Palestine time- 8:1-3

On the whole the crowds don't get a good wrap in the gospels. They take superficially instead of deeply. When the blow torch is applied they are gone. Yet here they stick around for three days, I presume mostly listening. I wonder how Jesus did this- Morning session, break for morning tea (though by the sound of it, food was scarce) then a late morning session to lunch... (again, perhaps with no food). Or did he just go all day, and a mesmerised crowd stuck with him? I get the feeling they didn't do time the same way we do. For a start, this was not a planned event. There was no big conference in six months time, here's the program, sign up now, type of thing. Very much Jesus is rolling with the punches, within a greater strategical mission. He has a date in Jerusalem that is getting closer- apart from that (a big that) there seems to be great fluidity- Things are getting a bit hot here- I'll head north. I judge things should have cooled off a bit, I'll come back south- but via west and down to the decapolis. The crowd is eager here, I'll spend a good amount of time speaking with them- they would not have had the same opportunities as my Jewish brothers. And the crowd seem fairly closely alligned with this way of dealing with time. That man Jesus is in the area- the one who healed that 'Harold' who used to wander the tombs around Gerasenes, He's just healed the Smiths family's nephew, the one that can't talk- let's go and check him out, put the closed sign up- back at our earliest convenience. And they go, perhaps with a packed lunch (what would that be?) and a water bottle?. They get there and he's saying intriguing things- far more pressing than the need to have every meal they normally would at the normal times.
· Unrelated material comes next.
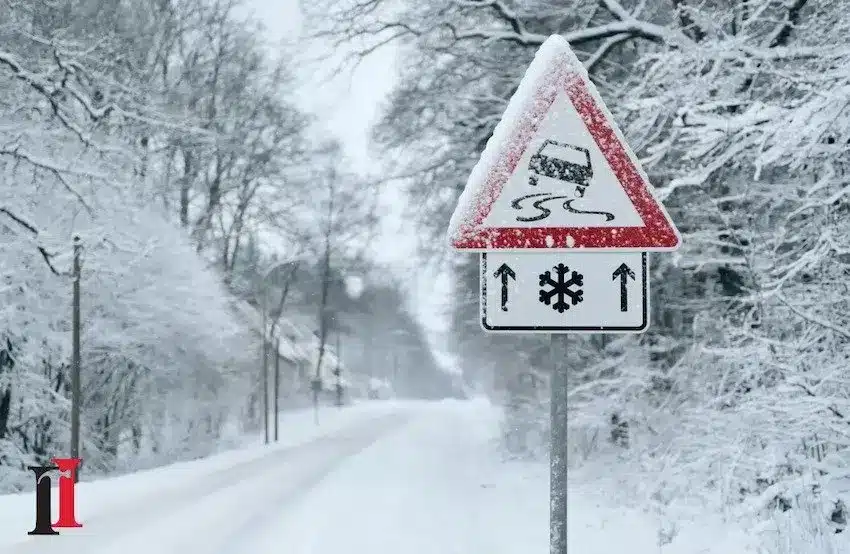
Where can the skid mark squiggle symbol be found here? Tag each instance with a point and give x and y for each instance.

Jesus has compassion on them- because they have been with him three days and don't have anything to eat- and some have come from a great distance, and he thinks many could faint on the journey home. They certainly don't seem to do time in the same way we do- but I imagine this was pretty unique for the crowds as well. When else would they have gone to listen to a rabbi and spent three days without food as they did this?